「紅一点」の反対語はなぜ無いか?


 むかし、東大に藤堂明保(とうどう・あきやす)という中国語の先生がいた。学園紛争が起こったときには教授の身で学生と一緒に旗を振ったり、大橋巨泉が司会していた「11PM」でテレビにレギュラー出演し、「女へんの漢字」なるコーナーを担当して、色っぽい話をしたりしていた。三重県にあった津藩の藩主の末裔とも聞いた。しかし、なぜ女へんの漢字は色っぽいのだろうか? 「婚姻」は男女がそろわないと成立しないし、男が絶対に「嫉妬」しないということもない。こういったことを見ると、漢字は男が作ったものだということがよく分かる。もっとも、これは、文字に限ったことではない。男が優位に立つ社会では、言葉自体が男中心になっている。日本語(やまとことば)でも、「雄々しい」が良い意味に、「女々しい」が悪い意味に使われるなど、同じような例には事欠かない。このような語彙を追放しようという動きがフェミニストの間から起こってすでに久しい。

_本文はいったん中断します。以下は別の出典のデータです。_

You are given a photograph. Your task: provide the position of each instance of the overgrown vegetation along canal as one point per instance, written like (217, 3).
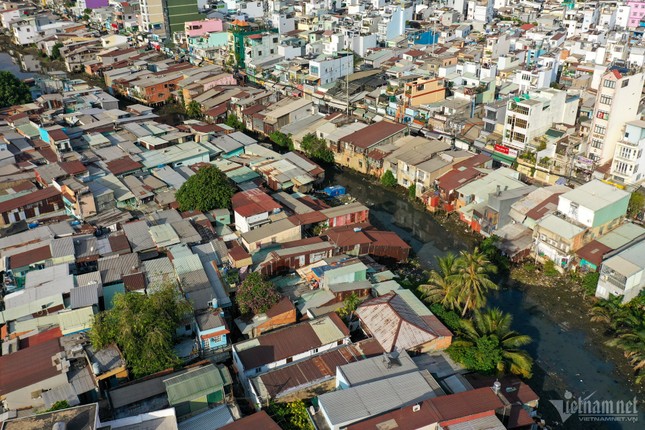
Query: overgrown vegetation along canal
(568, 349)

 男性優位の社会では、男であることは「無標(普通のこと)」、女であることは「有標(特別なこと)」である。「紅一点」という言葉はあるが、その反対語はない。女の子が「少年マガジン」を読んでも別におかしいと思われないが、男の子が「りぼん」を読むとからかわれる。「女流文学」という言葉はあるが、「男流文学」という言葉はない。女性の側からは、男の書く文学は、女性に対する男特有の偏見があるから、男流文学ではないか、という主張も出てくる。そう言えば、漱石の「こゝろ」に登場する「先生」の「奥さん」にせよ、鴎外の「舞姫」のエリスにせよ、男の話を展開するための道具に過ぎず、何の意志も人格も描かれていない。

 男が「無標」で女が「有標」であるというのは、何も日本語に限らない。英語では、女性の場合はとくに-essという接尾辞がつくことが多い。例えば、host,stewardに対して、女性の場合は、hostess,stewardessとなる。ドイツ語では、König(王)、Lehrer(教師)に対してKönigin(女王)、Lehrerin(女教師)だ。ヨーロッパには、名詞に男性、女性の区別のある言語が多い。さらに中性というカテゴリーを持つ言語もある。男女または雌雄で全く違う語形となる例も多い。映画「サウンド・オブ・ミュージック」で世界的に広まった「ドレミの歌」の英語の歌詞は、言葉のしゃれになっている。あの映画を最初に見たとき、子供たちがけらけら笑う理由が分からなかった。doeはメスジカ、rayは日の光、meは自分を呼ぶ名前という具合である。鹿の場合、deerというのは本来はオスジカのことである。同様にメスウマはmare、メスイヌはbitch、メギツネはvixenである。問題は、雌雄を総称する場合、オスを呼ぶ言葉が用いられるというところにある。もっとも、ウシやニワトリの場合は、乳や卵をもたらすためか、メスを示すcowやhenが総称に用いられる。

 オスが総称となるというのは、人間についても同じである。英語では男をmanといい、女をwomanという。womanの語源は、womb(子宮)+manだという説もあるが、どうやら、wifemanが語源らしい。この点でも、男が「無標」で、女が「有標」であることが分かる。このことが、最近のアメリカで問題にされている。たとえば、カメラマンには男もいれば女もいる。そのため、cameramanという言葉が退けられ、代わって、camerapersonという言葉が用いられ、そのことは、manのつく他の職業についても同じだという。はなはだしい例では、historyの his を「彼の」の意味にとり、歴史は男以上に女によって作られてきたのだから、herstoryというべきだという主張まであるというが、これは考えすぎであろう。

 むかしの日本がそうであったように女系社会というのはあるが、女権社会というのは、世界中さがしても無いらしい。男女を示す言語の不平等をなくそうとすれば、どこの言語もたいへんな工夫を必要とするようである。しかし、それは社会自体の改革と並行して行われないと定着しないだろう。逆に、男性が女性のものとされた分野に進出し、「保母」「看護婦」が「保育士」「看護師」に代えられるという例もある。漢字の話にもどって言えば、「娯」「妖」などという字も問題になるだろう。「娯楽」というのは、あまりに男性本位だし、女性を「妖怪」と見るにせよ「妖精」と見るにせよ、「有標」のものと見ていることに変りはない。